If Italy can persuade the European Commission that the average EU consumer may believe that Prosec is sold (and thus be confused) by Italian producers of Prosecco, or that Prosec is effectively a substitute for Prosecco If the word translated is Croatian, it should be successful in blocking Croatia. application. Italy now has 60 days from the date of submission of Croatia’s application on 22 September to register a formal protest.
It is hard to imagine that allowing prosecutors to be registered in the European Union would do any harm to prosecutors’ sales. Yet Italians fear that if the Commission grants equivalent status to Prosec, it could set a dangerous precedent that could leave room for the proliferation of foreign “Italian-sounding” products, as Italy’s Agriculture Minister Stefano Patuanelli said. has mentioned.
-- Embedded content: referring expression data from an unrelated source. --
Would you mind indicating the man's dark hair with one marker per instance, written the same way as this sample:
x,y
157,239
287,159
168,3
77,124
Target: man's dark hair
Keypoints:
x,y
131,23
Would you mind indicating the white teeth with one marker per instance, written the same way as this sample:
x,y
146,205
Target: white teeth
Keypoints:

Furthermore, Paolo di Castro, an Italian member of the European Parliament, has protested that “Prosic is nothing but a translation of the name ‘Prosecco'”.
The commission justified the Croatian application on the grounds that two similar-sounding names could both be preserved in principle, as long as confusion could be avoided. It is arguably what Croatia will point to during the proceedings in addition to uncovering the centuries-old history of its wine.
However, the current case law could strengthen Italy’s chances of winning. In 2008, the European Court of Justice (ECJ) ruled that the use of the word Parmesan by German cheesemakers for their version of the famous hard cheese was an illegally developed translation of Italy’s Parmigiano. And just a few weeks ago, that same court found that a tapas chain using the word Champanillo—a Spanish expression for “little champagne”—would lead consumers to believe that the sparkling wines on sale had a connection to French Champagne.
Another EU case that Italy could rely on is the Tokaji dispute of 2005. Tokaji is a Hungarian dessert wine, and the court ruled that Italian winemakers from the Friuli Venezia Giulia region had to stop using the name Tokai for dry white wine due to the potential for confusion.
Given that the Friuli Venezia Giulia is one of the two main regions that make up Prosecco, it would be ironic if ruling against one group of Italian conquerors now benefits some others.